Pedersen Jessica L, Barry Simone E, Bokil Nilesh J, Ellis Magda, Yang YuRong, Guan Guangyu, Wang Xiaolin, Faiz Alen, Britton Warwick J, Saunders Bernadette M

机构信息

School of Life Sciences, Faculty of Science University of Technology Sydney Sydney NSW Australia.

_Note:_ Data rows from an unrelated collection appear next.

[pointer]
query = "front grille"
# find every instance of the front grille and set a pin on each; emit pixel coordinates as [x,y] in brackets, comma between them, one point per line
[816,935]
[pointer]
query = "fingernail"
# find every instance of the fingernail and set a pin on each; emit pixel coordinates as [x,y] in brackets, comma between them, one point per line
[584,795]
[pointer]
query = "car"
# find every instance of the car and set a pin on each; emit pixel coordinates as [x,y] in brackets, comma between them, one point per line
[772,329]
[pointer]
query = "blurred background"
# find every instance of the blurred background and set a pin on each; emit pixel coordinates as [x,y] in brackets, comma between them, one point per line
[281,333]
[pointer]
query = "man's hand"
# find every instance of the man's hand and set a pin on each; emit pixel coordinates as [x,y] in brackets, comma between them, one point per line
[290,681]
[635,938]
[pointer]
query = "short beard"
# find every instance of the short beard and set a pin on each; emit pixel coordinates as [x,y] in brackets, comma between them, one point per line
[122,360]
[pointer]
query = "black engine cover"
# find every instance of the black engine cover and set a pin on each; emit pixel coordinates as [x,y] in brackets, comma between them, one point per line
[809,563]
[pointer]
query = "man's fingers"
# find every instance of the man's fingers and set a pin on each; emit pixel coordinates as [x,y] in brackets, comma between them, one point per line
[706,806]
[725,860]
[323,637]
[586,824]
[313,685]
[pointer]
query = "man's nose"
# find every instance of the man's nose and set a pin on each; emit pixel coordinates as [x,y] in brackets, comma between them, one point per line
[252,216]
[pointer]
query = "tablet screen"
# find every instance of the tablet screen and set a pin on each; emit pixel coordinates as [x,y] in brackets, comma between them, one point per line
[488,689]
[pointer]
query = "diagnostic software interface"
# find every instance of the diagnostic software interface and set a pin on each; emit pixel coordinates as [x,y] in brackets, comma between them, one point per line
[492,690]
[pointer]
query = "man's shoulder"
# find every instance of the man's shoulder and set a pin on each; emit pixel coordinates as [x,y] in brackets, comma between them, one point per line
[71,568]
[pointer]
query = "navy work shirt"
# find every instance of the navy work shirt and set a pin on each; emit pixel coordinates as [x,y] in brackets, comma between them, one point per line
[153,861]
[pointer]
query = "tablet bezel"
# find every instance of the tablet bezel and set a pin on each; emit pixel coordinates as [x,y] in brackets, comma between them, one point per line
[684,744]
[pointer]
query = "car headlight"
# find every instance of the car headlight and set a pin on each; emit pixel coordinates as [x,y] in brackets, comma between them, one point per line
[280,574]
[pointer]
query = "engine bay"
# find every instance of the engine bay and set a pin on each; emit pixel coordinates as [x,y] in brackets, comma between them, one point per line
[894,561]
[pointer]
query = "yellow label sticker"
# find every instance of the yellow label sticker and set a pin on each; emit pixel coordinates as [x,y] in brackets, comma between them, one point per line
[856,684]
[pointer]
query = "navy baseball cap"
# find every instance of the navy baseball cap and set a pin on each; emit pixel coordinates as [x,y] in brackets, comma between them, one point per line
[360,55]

Centenary Institute The University of Sydney Sydney NSW Australia.

出版信息

Clin Transl Immunology. 2021 Jun 22;10(6):e1298. doi: 10.1002/cti2.1298. eCollection 2021.

Abstract

OBJECTIVES

Non-sputum-based tests to accurately identify active tuberculosis (TB) disease and monitor response to therapy are urgently needed. This study examined the biomarker capacity of a panel of plasma proteins alone, and in conjunction with a previously identified miRNA signature, to identify active TB disease.

METHODS

The expression of nine proteins (IP-10, MCP-1, sTNFR1, RANTES, VEGF, IL-6, IL-10, TNF and Eotaxin) was measured in the plasma of 100 control subjects and 100 TB patients, at diagnosis (treatment naïve) and over the course of treatment (1-, 2- and 6-month intervals). The diagnostic performance of the nine proteins alone, and with the miRNA, was assessed.

RESULTS

Six proteins were significantly up-regulated in the plasma of TB patients at diagnosis compared to controls. Receiver operator characteristic curve analysis demonstrated that IP-10 with an AUC = 0.874, sensitivity of 75% and specificity of 87% was the best single biomarker candidate to distinguish TB patients from controls. IP-10 and IL-6 levels fell significantly within one month of commencing treatment and may have potential as indicators of a positive response to therapy. The combined protein and miRNA panel gave an AUC of 1.00. A smaller panel of only five analytes (IP-10, miR-29a, miR-146a, miR-99b and miR-221) showed an AUC = 0.995, sensitivity of 96% and specificity of 97%.

CONCLUSIONS

A novel combination of miRNA and proteins significantly improves the sensitivity and specificity as a biosignature over single biomarker candidates and may be useful for the development of a non-sputum test to aid the diagnosis of active TB disease.

摘要

目的

迫切需要基于非痰液的检测方法来准确识别活动性结核病(TB)并监测治疗反应。本研究考察了一组血浆蛋白单独以及与先前鉴定的miRNA特征联合用于识别活动性结核病的生物标志物能力。

方法

在100名对照受试者和100名结核病患者的血浆中,于诊断时(未接受治疗)以及治疗过程中(间隔1、2和6个月)测量9种蛋白质(IP-10、MCP-1、sTNFR1、RANTES、VEGF、IL-6、IL-10、TNF和嗜酸性粒细胞趋化因子)的表达。评估了这9种蛋白质单独以及与miRNA联合的诊断性能。

结果

与对照组相比,诊断时结核病患者血浆中有6种蛋白质显著上调。受试者工作特征曲线分析表明,AUC = 0.874、灵敏度为75%、特异性为87%的IP-10是区分结核病患者与对照组的最佳单一生物标志物候选物。IP-10和IL-6水平在开始治疗的一个月内显著下降,可能有作为治疗阳性反应指标的潜力。蛋白质和miRNA联合检测组的AUC为1.00。仅由5种分析物(IP-10、miR-29a、miR-146a、miR-99b和miR-221)组成的较小检测组显示AUC = 0.995、灵敏度为96%、特异性为97%。

结论

miRNA和蛋白质的新型组合作为生物标志物特征,与单一生物标志物候选物相比,显著提高了灵敏度和特异性,可能有助于开发一种非痰液检测方法以辅助诊断活动性结核病。